Friday, October 30, 2009

The long Road

It appears that I have walked a long road in my life for a long time. At times the road has seamed very long and tedious at other times I have endured the heartache and smiled that a better day is ahead. Many of us feel we travel this road alone but indeed we only do the times we stop holding onto God's hands. I have been challenged to not hold onto bitterness but to fight the good fight to hold on with all my might. To seek God and not myself.
When I was a child I lived in the countryside there were no street lights and I would often have to walk back from my neighbors house down those dark roads alone but I always did it I loved been around my neighbor and often My Mum would come to the top of our drive and be there for me or I would run down our drive glad to see the welcoming lights of home.
If you think about it the long road of life should be run to the light knowing that God will be there all the way not just at the end with a beckon of light but every step he is shinning the light.
So to all who are struggling lets remember we are not alone.
Please have a cup of tea with me today.

Monday, October 12, 2009

What will you be remembered for?

My life has certainly been a yo yo since a I last wrote.

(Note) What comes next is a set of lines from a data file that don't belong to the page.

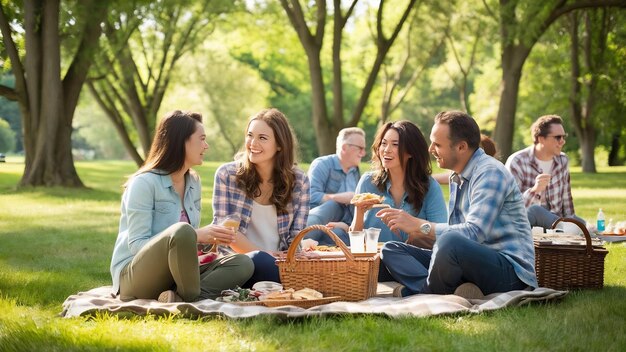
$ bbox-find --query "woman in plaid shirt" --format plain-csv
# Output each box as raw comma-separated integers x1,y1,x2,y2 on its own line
207,109,309,287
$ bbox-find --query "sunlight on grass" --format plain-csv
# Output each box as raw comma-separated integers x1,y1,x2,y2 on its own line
0,160,626,351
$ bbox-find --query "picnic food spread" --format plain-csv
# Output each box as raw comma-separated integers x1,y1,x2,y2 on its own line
217,281,324,302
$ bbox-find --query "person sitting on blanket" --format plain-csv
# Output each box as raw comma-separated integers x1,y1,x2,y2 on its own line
505,115,585,229
351,121,448,281
204,109,309,287
376,111,537,298
111,110,254,302
305,127,365,245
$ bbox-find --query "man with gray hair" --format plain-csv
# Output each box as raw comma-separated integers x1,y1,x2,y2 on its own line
306,127,366,244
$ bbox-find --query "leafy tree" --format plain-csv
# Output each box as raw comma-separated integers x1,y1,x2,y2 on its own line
280,0,417,154
88,0,233,165
0,0,109,187
484,0,626,158
0,118,15,153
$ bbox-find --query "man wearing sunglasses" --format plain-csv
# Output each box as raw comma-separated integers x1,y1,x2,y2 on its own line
306,127,366,245
506,115,585,228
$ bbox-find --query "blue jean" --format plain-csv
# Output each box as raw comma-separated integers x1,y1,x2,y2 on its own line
304,200,353,246
242,251,280,288
382,232,528,295
526,204,586,229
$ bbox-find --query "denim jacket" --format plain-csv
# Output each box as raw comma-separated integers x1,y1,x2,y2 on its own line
309,154,361,209
111,170,202,293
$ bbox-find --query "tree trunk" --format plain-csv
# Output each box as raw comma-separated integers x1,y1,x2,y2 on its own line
20,0,83,187
0,0,108,187
494,45,530,160
609,131,622,166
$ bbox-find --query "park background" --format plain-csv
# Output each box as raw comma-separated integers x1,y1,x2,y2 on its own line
0,0,626,351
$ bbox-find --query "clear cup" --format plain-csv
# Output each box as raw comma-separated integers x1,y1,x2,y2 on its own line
349,231,365,253
365,227,380,253
218,214,241,232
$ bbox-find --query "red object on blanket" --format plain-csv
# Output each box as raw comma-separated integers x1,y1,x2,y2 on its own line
198,251,219,265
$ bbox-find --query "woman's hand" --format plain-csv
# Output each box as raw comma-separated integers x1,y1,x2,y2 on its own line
326,221,348,232
376,208,419,239
196,224,236,246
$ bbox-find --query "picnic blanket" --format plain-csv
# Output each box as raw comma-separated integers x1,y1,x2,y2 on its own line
60,283,567,319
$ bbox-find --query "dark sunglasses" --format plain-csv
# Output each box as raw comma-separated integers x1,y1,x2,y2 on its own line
546,133,568,142
346,143,365,152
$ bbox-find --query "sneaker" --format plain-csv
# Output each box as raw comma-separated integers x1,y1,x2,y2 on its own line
157,290,183,303
454,282,485,299
393,285,408,297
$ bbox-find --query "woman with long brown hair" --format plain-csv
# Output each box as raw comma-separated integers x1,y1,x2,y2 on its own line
111,110,253,302
207,109,309,287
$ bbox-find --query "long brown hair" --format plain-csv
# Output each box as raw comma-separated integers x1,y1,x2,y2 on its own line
131,110,202,184
235,108,297,214
372,121,432,213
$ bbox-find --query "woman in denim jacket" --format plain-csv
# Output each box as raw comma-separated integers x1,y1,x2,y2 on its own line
111,110,254,302
211,109,310,287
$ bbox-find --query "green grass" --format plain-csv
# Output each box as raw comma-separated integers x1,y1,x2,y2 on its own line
0,159,626,351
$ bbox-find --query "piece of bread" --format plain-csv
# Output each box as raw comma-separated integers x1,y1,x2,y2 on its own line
259,288,295,301
350,193,385,204
293,287,324,299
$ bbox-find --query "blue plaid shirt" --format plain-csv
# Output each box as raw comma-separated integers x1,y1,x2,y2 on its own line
213,162,309,251
435,149,537,287
309,154,361,208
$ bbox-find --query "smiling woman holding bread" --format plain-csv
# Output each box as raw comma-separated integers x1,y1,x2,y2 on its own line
351,121,448,247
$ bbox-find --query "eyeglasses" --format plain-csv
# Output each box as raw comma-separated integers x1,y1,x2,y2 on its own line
346,143,365,152
546,133,568,142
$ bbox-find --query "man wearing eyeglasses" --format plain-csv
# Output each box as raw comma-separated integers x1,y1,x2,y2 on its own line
306,127,366,245
505,115,585,228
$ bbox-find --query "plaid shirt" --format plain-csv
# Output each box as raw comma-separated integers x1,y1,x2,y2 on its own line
506,146,575,217
213,162,309,251
435,148,537,287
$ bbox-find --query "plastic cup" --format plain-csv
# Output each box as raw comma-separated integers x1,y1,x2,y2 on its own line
365,227,380,253
349,231,365,253
219,214,241,232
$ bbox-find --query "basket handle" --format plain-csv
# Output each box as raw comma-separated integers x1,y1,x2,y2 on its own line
552,218,593,255
286,225,354,263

Through it all it has made me think of what real Christians are. I use to think that often the people with money could so freely give to people in need but in truth they find it the hardest. I have had a friend cut my grass and I offer them a cupcake to say thank you. It is simple acts of kindness that I think God is looking for. It is praying when we feel there is no more prayer in us to pray. It is the time that there is no where else to go but say God I gave my all. I understand the widows mite so much more and what it is to give from the heart. I understand that to daily give over hurt and ask God even in the middle of the night when i cannot sleep to be there for me. I have thought deeply of what I want to be remembered for. My stories I love so dearly, my girls, my love for the countryside but if I had a few things to give I would say truly forgive and give openly like the widows mite did. She gave her all not expecting to get back anything yet in her one act of giving God gave her everything.
So I say to you in the deepest hours of our lives just remember the widows mite you can give even in those lonely hours and it can bring a smile to chase the darkest cloud from someones life. We are not alone we stand together holding a wonderful God's hand.
Please have a cup of tea with me today.